Hi, I am currently experimenting with how the length of dialogue histories in one input affects the performance of dialogue models using multi-session chat data. While I am working on BlenderbotSmallForConditionalGeneration from Huggingface’s transformers with the checkpoint “blenderbot_small-90M”, I encountered results which are not understandable for me.

Since I want to put long inputs(ex. 1024, 2048, 4096…), I expanded the positional embedding matrix of the encoder since it is initialized in the size (512, 512). I copied the first 512 embeddings and appended them repeatedly to make the embedding matrix the size I want. On the other hand, I truncated the position embedding matrix of the decoder into (128, 512), since the max target length is 128.

from transformers import BlenderbotSmallForConditionalGeneration
from transformers.models.blenderbot.modeling_blenderbot import BlenderbotLearnedPositionalEmbedding
from torch import nn

import torch

src_max_len = SRC_MAX_LEN  # 4906, 2048, 1024...
trg_max_len = 128

def reset_position_embeddings():
    # Expand encoder position embedding.
    encoder_weights = model.model.encoder.embed_positions.weight.data
    model.model.encoder.embed_positions = BlenderbotLearnedPositionalEmbedding(src_max_len, model.config.d_model)
  
    num_repeats = src_max_len // model.config.max_position_embeddings
    new_encoder_weights = encoder_weights.repeat(num_repeats, 1)
    with torch.no_grad():
        model.model.encoder.embed_positions.weight = nn.Parameter(new_encoder_weights)
  
    assert torch.equal(model.model.encoder.embed_positions.weight.data, encoder_weights.repeat(num_repeats, 1))
        
    model.config.max_length = src_max_len
    model.config.max_position_embeddings = self.args.src_max_len
    
    # Truncate decoder position embedding.
    decoder_weights = model.model.decoder.embed_positions.weight.data
    model.model.decoder.embed_positions = BlenderbotLearnedPositionalEmbedding(trg_max_len, model.config.d_model)
    
    with torch.no_grad():
        model.model.decoder.embed_positions.weight = nn.Parameter(decoder_weights[:self.args.trg_max_len, :])
    
    assert torch.equal(model.model.decoder.embed_positions.weight, decoder_weights[:self.args.trg_max_len])
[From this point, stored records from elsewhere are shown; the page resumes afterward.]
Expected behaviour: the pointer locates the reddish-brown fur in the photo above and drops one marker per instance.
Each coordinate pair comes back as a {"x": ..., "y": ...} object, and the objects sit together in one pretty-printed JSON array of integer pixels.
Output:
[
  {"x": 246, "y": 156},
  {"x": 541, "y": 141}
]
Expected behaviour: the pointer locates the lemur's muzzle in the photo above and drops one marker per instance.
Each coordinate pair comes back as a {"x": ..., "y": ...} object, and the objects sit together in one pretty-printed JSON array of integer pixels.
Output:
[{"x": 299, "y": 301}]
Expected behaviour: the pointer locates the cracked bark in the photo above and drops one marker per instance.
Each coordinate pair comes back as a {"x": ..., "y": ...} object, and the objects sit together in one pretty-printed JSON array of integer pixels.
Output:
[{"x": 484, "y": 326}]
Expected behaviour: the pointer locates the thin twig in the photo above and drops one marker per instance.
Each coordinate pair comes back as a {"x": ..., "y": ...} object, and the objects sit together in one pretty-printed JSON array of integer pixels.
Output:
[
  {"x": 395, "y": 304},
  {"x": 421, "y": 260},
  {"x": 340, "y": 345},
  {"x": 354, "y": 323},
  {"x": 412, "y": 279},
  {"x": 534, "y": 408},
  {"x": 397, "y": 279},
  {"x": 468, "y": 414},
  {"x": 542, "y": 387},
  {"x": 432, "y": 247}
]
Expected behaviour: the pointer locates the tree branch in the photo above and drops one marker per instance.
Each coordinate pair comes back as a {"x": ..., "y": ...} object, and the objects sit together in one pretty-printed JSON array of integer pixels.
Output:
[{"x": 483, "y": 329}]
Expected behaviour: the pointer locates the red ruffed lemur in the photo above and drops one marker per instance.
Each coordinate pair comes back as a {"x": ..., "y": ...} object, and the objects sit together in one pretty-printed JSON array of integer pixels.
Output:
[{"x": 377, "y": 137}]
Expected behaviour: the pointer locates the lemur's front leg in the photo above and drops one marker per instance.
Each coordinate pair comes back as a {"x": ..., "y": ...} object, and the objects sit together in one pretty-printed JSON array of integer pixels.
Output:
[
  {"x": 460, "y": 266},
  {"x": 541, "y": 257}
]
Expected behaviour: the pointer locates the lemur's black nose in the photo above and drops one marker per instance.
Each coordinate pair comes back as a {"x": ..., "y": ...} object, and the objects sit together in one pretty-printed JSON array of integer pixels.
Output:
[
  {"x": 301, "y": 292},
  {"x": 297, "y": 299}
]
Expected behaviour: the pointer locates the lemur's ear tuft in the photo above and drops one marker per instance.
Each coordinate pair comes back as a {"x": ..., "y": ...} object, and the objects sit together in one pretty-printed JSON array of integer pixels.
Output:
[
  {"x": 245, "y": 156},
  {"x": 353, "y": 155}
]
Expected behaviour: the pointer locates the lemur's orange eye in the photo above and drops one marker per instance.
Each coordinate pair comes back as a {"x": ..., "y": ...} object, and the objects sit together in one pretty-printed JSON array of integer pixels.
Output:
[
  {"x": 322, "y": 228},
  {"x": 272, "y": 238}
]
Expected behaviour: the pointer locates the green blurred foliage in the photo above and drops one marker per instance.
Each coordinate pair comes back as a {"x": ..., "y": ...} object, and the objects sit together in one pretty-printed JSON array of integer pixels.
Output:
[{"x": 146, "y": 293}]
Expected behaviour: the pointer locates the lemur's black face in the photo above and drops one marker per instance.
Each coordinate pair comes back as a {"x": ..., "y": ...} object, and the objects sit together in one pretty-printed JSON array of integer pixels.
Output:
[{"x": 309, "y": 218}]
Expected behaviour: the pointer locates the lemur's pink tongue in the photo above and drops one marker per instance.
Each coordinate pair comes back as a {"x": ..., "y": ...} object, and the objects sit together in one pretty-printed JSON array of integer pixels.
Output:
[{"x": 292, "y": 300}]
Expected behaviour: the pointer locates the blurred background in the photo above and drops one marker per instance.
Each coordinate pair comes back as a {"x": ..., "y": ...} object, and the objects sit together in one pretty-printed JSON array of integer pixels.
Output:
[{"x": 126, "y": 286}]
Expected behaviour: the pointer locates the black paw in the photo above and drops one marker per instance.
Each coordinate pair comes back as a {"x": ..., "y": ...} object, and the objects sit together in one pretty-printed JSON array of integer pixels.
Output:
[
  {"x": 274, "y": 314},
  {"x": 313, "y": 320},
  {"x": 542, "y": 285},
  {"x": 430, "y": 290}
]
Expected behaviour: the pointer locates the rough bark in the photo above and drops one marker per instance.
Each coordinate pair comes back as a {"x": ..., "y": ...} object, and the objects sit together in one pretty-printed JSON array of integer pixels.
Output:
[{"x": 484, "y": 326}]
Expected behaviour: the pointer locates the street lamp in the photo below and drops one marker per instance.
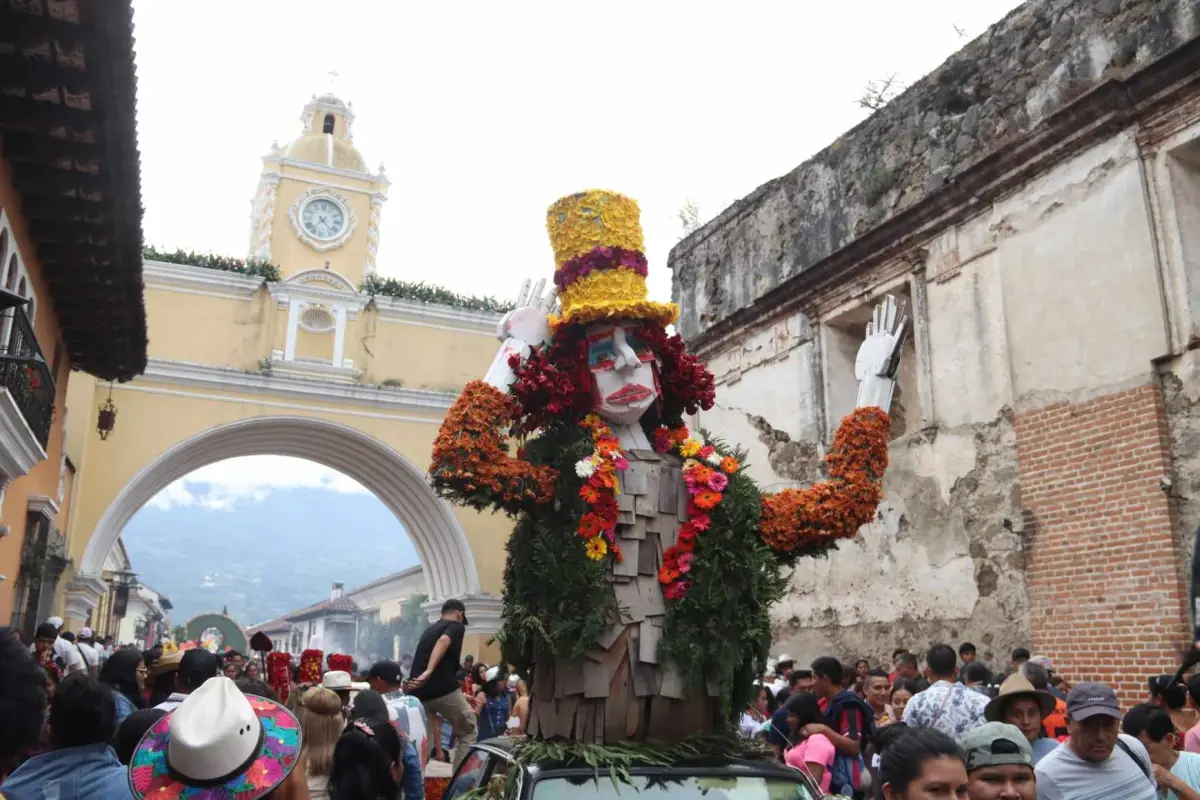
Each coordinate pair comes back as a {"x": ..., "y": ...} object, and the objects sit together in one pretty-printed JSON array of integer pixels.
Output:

After modifying the model, I trained it with different lengths of source data. But the maximum length of the source inputs is shorter than 2048 and the target response is the same, the results from the 4096 and 2024 versions must be identical, even if there is a difference in the size of position embeddings. However, the results were different.

image

This is odd since I checked all other variables, including the model parameters except the expanded parts of the position embeddings, the preprocessed data itself, the order of batches, etc. The reproducibility was guaranteed when I tested other data and models, but the only difference is the size of position embeddings.

I thought although the max length of the embedding matrix is different, the inputs are the same and this should not affect the results. Did I understand correctly, or there is something I am missing?